After the candidate’s words and the crowd’s cheers had faded away, I went up to Chloe and asked, “What’s your favorite thing about Hillary?” She looked at me through her glasses, grinned sheepishly and said, “I don’t remember.”
Her aunt prompted Chloe to tell me about their other sign. “There’s been 227 years of men!”
For girls as young as Chloe and women far older, seeing Clinton vye anew for the presidency sparks sentiments more powerful than an abstract conversation about the possibility of the first woman president.
Kimberly Frederick, more than 30 years older than Chloe, held a similar valentine and danced through the crowded high school gymnasium. She reflected on what a Clinton victory would mean and said it reminded her of what changed for many black children when Barack Obama was elected president in 2008.
Big dreams suddenly seemed more attainable, she said: “I want every girl to grow up like that, too.”

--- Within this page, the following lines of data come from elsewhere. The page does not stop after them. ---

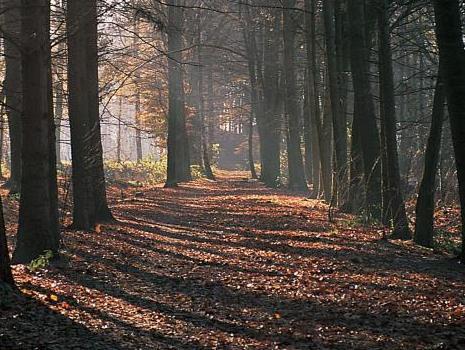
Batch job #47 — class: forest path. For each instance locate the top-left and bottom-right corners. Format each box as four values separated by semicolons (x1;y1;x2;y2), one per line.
0;172;465;350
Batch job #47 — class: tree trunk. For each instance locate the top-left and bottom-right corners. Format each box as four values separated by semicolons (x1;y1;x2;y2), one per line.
0;197;15;286
2;0;23;193
434;0;465;262
0;89;5;179
133;19;144;163
67;0;114;230
348;0;381;219
414;68;446;248
283;0;308;191
13;0;60;263
166;0;191;187
323;0;348;204
55;81;64;166
197;17;215;180
378;0;412;239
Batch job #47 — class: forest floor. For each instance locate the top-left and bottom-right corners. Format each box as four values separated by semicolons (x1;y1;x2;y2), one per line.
0;173;465;350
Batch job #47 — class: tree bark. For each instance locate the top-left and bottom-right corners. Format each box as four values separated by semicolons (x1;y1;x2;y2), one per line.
348;0;381;219
67;0;114;230
283;0;308;191
378;0;412;239
414;68;446;248
434;0;465;262
323;0;348;204
0;197;15;286
165;0;191;187
2;0;23;194
13;0;60;263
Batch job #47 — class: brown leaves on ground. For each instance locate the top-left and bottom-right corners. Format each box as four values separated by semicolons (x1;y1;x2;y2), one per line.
0;173;465;349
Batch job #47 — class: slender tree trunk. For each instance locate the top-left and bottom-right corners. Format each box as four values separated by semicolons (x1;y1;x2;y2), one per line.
67;0;113;230
2;0;23;193
378;0;412;239
13;0;60;263
348;0;381;219
133;19;144;162
320;89;334;203
116;97;123;163
434;0;465;262
323;0;348;204
86;0;115;223
0;90;5;179
247;113;258;179
166;0;191;187
197;17;215;180
303;69;315;187
283;0;308;191
414;68;446;248
304;0;324;197
0;197;15;286
244;5;281;187
55;77;64;166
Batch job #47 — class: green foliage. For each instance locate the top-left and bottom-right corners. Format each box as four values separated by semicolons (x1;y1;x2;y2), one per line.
105;157;205;187
433;230;461;256
0;282;15;310
191;165;205;179
105;157;167;187
8;193;21;201
27;250;53;272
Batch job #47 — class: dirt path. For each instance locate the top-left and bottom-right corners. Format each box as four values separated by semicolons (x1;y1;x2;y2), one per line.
0;173;465;349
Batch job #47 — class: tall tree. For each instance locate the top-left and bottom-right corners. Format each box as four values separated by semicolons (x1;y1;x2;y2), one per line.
323;0;348;204
414;68;446;247
197;11;215;180
348;0;381;219
378;0;412;239
434;0;465;262
0;198;14;285
283;0;308;191
166;0;191;187
1;0;23;193
13;0;60;263
67;0;112;230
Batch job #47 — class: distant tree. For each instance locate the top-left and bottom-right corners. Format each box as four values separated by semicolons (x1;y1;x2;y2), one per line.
434;0;465;262
323;0;348;204
166;0;191;187
378;0;412;239
348;0;381;219
0;0;23;193
67;0;113;230
13;0;60;263
280;0;308;191
0;198;14;285
414;64;446;248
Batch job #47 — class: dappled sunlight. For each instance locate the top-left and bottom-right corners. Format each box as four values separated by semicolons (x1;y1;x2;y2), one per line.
2;176;465;349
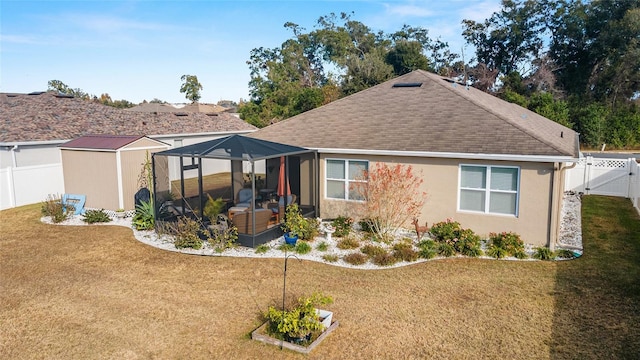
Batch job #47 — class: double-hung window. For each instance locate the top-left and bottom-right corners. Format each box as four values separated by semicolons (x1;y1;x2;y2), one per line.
458;165;520;216
325;159;369;201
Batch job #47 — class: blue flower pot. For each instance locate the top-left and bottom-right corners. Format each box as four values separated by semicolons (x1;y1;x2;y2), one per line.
284;233;298;245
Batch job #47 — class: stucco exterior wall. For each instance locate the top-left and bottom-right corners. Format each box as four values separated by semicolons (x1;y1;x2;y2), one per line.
61;150;119;210
320;154;559;245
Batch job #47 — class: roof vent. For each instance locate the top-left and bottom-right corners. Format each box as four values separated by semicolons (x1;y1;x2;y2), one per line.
392;83;422;87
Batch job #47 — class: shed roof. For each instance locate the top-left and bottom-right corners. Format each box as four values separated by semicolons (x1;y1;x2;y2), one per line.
154;135;313;161
249;70;579;157
0;92;256;143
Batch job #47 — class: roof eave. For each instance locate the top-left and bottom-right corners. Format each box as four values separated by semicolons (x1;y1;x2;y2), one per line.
314;148;579;163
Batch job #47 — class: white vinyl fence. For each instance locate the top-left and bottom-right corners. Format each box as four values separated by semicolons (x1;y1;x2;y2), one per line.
0;163;64;210
565;156;640;212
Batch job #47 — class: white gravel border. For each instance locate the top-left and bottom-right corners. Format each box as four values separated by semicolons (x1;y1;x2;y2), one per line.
41;192;582;270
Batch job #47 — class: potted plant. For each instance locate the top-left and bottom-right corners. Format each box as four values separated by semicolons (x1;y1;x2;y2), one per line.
282;204;307;245
264;293;333;344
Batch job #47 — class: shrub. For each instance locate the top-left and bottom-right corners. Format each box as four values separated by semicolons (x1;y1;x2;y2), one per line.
350;162;427;241
173;217;203;250
336;236;360;250
342;252;367;265
429;219;462;242
322;254;338;262
533;247;555;260
40;195;75;224
131;201;155;230
358;219;380;234
256;244;269;254
360;244;387;258
282;204;309;240
371;251;398;266
301;219;320;241
278;243;296;251
207;226;238;252
263;293;333;341
455;229;482;257
294;241;311;255
331;216;353;237
82;209;111;224
436;242;456;257
487;232;527;259
393;242;419;262
316;241;329;251
556;249;576;259
418;240;438;259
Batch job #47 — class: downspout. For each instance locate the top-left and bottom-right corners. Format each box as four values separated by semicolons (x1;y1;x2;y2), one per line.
116;150;124;209
549;162;578;251
8;145;18;207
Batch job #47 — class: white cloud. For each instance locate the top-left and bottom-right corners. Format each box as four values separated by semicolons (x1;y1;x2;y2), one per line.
459;0;502;21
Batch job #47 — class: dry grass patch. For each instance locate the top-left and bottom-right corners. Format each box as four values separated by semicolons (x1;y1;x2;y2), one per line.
0;200;640;359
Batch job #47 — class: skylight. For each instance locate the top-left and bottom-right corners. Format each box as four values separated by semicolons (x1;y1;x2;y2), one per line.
393;83;422;87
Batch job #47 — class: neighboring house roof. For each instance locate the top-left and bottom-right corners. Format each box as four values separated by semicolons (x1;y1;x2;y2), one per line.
59;135;166;150
125;103;228;114
0;92;256;144
254;70;579;157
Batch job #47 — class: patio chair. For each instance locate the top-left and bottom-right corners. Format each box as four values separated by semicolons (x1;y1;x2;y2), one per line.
61;194;87;215
234;188;253;208
269;194;296;222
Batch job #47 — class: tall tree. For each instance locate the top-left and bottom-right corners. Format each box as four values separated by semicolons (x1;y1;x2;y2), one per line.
462;0;543;88
180;75;202;103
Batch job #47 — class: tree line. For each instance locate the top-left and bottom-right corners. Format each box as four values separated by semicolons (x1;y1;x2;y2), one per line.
239;0;640;148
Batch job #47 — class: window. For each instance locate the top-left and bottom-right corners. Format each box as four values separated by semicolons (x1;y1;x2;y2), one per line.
325;159;369;200
458;165;520;216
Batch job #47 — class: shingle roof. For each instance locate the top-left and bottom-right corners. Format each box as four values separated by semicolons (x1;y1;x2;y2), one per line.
250;70;579;157
0;93;256;143
60;135;144;150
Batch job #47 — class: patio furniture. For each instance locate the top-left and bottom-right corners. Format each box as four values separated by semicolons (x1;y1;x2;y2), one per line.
267;194;296;222
61;194;87;215
235;188;253;208
231;209;272;235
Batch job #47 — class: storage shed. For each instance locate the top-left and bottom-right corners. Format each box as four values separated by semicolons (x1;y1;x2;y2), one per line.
60;135;170;210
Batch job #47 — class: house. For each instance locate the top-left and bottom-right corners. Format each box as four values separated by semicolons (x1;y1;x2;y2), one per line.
0;92;256;209
248;70;580;246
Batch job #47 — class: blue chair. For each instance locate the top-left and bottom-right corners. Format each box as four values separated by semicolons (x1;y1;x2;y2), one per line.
61;194;87;215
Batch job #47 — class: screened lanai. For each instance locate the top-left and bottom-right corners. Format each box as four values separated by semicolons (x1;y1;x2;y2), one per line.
152;135;319;247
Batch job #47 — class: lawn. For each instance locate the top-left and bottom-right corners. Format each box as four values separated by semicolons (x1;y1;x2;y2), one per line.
0;196;640;359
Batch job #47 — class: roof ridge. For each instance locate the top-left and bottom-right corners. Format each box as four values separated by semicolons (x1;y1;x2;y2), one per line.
428;70;564;157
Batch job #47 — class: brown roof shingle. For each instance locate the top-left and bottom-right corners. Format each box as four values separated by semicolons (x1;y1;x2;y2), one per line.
0;93;256;143
250;70;579;157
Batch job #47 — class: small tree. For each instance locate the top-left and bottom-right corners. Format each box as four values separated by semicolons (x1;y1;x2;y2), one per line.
353;163;427;240
180;75;202;102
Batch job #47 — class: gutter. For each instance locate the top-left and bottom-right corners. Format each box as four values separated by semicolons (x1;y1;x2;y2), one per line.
310;148;578;163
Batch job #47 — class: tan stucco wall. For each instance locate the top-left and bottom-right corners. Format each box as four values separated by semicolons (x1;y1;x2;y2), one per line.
61;150;118;210
320;154;554;245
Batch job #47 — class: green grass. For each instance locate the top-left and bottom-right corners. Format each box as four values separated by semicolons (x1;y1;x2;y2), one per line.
551;196;640;359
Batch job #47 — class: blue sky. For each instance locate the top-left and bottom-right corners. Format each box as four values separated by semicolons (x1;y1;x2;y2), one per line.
0;0;500;103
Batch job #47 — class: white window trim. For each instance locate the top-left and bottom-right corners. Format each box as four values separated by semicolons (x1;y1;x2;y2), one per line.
457;164;521;218
324;158;369;202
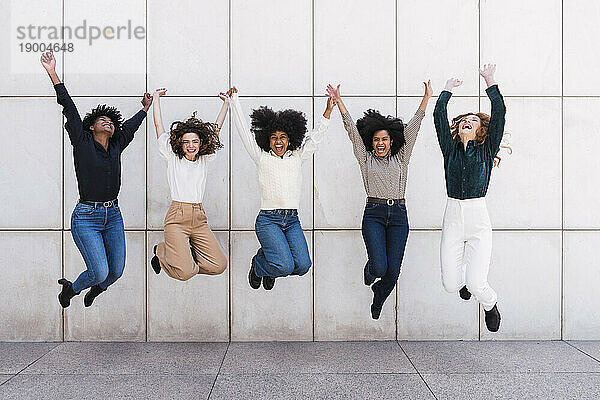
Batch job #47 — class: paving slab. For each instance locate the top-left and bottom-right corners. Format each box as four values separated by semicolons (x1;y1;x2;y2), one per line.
221;342;416;374
0;374;215;400
22;342;227;376
210;373;434;400
423;373;600;400
0;342;59;374
567;340;600;362
400;341;600;373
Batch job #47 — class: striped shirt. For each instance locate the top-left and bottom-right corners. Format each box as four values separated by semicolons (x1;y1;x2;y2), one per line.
342;109;425;199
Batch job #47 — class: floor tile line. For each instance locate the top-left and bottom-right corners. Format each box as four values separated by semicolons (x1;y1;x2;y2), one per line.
206;342;231;400
563;340;600;363
0;342;62;386
396;340;438;400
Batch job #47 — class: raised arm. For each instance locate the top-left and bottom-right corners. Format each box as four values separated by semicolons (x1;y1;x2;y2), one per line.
433;78;462;157
298;97;336;160
215;88;234;135
402;81;433;161
115;93;152;151
479;64;506;157
327;85;367;169
231;86;262;163
40;52;84;146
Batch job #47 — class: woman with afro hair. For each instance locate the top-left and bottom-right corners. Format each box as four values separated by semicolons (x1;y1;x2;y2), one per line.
150;88;231;281
231;87;335;290
433;64;506;332
41;52;152;308
327;82;433;319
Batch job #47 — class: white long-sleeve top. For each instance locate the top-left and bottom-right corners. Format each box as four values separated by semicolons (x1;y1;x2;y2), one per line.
231;93;329;210
158;132;215;203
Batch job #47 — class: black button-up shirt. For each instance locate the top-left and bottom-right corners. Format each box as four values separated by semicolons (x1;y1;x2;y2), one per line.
433;85;506;200
54;83;146;201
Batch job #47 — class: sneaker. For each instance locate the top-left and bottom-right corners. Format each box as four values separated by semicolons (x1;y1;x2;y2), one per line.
263;276;275;290
58;278;79;308
484;304;500;332
371;304;381;319
150;245;160;275
83;285;106;307
363;261;375;286
458;286;471;300
248;259;262;289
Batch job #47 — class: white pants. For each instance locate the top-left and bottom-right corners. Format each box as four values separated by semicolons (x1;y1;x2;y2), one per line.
440;197;498;311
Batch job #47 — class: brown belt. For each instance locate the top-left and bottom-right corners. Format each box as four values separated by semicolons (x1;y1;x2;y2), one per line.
367;197;406;206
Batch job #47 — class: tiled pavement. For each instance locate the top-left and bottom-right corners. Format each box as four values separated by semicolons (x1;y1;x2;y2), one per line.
0;341;600;400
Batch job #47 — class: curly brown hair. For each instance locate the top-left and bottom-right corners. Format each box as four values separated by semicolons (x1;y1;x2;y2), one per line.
169;111;223;161
450;113;490;143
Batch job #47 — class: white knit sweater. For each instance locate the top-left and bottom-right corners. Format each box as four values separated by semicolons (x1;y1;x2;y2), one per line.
231;93;329;210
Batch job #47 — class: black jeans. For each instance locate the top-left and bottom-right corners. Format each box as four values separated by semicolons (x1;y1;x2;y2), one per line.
362;203;408;307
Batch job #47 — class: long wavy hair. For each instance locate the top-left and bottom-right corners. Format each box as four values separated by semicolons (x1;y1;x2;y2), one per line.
450;112;512;167
169;111;223;161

Frederick flew to Iowa from Texas to volunteer for Clinton. At Saturday’s rally, she wore a crown and donned an American flag as she moved. This was her Woodstock, she said, and she was dancing for far more women than just herself.
In 2008, she met a 94-year-old woman at a Clinton rally. “The woman said, ‘I’m old. If I could be in this fight, I would. So I need younger women like you to fight for me. I want to see a woman president before I die.’”
The old woman died after Clinton lost the nomination. But Frederick never forgot: “She’s not around anymore, but there are other 94-year-old women out there who want the same things. I’m fighting for them.”